With warehouses of dictionaries to sort through, typology helps us identify characteristics of dictionaries, even if they aren’t the distinctive features Malkiel proposed. The contrasts among dictionaries help us to see relations among dictionaries – sometimes structurally, sometimes historically, sometimes both. It would be odd indeed to suggest that we should stop our typologizing, as well as counterproductive. Yet examples like those above suggest the limits of typology which, again, has more heuristic value than it describes the truth about dictionary types. “The” truth about dictionary types is, like “the” dictionary, an imaginary reduction of something various and complex to an untruthful simplicity. We need to consider the possibility that some of our dictionaries, like Lulu Miller’s fish, are more closely related to word books and even word artifacts of other types than to other dictionaries as the metalexicographers’ typologies describe them, and that we’re just as unlikely to stop considering them dictionaries as we are to reconsider the folk status of species we currently assume are fish. Sometimes, techniques of rationality correspond less well to phenomena, natural and cultural, than we expect them to, for products of culture, like dictionaries, also resist descriptive edges and hard lines, and typologies may end up snapshots of chaos in motion.
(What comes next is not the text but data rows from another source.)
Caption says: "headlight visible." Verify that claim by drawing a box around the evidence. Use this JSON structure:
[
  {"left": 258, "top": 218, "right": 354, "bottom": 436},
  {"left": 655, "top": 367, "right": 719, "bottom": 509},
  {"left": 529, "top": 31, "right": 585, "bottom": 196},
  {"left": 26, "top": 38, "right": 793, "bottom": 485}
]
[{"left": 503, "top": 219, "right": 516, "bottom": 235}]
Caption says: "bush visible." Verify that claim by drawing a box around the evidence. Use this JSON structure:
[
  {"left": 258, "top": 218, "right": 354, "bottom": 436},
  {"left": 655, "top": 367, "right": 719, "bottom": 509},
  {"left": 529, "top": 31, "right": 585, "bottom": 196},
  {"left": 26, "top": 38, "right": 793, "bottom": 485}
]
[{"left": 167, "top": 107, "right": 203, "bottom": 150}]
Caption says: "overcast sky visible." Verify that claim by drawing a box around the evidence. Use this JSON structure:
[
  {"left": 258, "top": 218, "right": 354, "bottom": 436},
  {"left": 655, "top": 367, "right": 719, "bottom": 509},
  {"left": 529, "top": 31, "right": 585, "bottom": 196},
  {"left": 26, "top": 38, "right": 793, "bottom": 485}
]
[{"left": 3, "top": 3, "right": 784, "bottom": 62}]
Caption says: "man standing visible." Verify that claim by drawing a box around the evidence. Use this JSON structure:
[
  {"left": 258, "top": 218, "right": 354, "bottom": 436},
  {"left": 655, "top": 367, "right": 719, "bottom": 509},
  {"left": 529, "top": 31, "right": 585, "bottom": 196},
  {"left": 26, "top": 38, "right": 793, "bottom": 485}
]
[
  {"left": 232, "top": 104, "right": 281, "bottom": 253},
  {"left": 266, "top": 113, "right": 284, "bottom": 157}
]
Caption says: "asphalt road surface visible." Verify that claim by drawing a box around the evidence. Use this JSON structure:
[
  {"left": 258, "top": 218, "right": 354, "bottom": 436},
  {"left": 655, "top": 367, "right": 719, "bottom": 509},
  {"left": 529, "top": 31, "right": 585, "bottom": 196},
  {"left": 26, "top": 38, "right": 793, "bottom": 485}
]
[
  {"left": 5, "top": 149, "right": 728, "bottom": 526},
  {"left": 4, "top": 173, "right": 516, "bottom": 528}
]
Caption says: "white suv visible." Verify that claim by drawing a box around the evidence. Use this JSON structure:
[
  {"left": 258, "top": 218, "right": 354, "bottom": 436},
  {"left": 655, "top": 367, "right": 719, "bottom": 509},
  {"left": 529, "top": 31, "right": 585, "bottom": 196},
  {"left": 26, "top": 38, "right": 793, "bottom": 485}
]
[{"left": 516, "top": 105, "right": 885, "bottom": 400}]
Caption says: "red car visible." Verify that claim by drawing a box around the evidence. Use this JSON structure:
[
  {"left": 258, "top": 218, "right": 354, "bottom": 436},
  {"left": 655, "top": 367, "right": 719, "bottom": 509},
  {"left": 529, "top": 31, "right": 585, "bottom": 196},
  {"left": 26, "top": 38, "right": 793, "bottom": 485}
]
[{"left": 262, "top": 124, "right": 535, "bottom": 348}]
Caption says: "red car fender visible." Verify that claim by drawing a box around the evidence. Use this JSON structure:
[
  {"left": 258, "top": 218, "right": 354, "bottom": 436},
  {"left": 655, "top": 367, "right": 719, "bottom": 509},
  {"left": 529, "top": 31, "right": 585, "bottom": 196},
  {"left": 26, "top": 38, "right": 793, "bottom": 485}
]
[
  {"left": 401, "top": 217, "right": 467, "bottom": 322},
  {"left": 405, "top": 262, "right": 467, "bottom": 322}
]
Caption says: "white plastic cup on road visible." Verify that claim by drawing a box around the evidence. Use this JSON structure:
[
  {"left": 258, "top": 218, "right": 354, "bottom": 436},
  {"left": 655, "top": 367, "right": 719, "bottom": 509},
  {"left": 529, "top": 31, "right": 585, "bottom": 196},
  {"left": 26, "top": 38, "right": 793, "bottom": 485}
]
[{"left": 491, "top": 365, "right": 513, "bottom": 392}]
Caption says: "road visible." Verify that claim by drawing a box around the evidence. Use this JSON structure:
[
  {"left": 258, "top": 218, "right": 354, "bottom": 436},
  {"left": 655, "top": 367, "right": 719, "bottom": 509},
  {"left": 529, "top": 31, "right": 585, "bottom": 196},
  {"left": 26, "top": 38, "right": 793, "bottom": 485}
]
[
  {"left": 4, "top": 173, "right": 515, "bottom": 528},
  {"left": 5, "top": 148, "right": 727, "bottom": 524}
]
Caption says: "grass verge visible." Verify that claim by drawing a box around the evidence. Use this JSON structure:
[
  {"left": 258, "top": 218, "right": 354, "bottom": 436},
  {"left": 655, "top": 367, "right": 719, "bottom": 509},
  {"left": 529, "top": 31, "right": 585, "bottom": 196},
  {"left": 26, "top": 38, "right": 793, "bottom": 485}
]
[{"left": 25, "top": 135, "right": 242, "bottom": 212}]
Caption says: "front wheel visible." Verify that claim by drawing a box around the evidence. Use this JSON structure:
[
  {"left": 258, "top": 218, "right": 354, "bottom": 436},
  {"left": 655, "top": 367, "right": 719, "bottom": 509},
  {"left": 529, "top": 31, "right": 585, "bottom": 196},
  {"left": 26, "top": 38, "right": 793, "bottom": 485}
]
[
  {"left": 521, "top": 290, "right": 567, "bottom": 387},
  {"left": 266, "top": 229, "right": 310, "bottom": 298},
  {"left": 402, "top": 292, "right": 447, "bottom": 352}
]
It’s also the case, however, that given their heuristic value, typologies provide just one limited perspective on dictionaries. All of the typologies agree on the major branches, so this handbook includes chapters on historical dictionaries, thesauri (historical and otherwise), general-purpose dictionaries (from the unabridged to the pocket), bilingual dictionaries, learner’s dictionaries, children’s dictionaries, and dictionaries of quotations and proverbs. One can usefully consider dictionaries type by type, but typologies cannot capture the motives for making or reading/using dictionaries, nor do they account for the cultural effects of dictionaries – typologies may be a necessary heuristic but cannot serve as a sufficient explanation of the dictionary phenomenon. The rest of the handbook stretches toward that sufficiency, though dictionaries are numerous enough (and expanding in number), various enough (and we still invent new types), and complicated enough (because people can make them for innumerable reasons and users use them for innumerable different reasons) that sufficiency lies always on a scholarly horizon.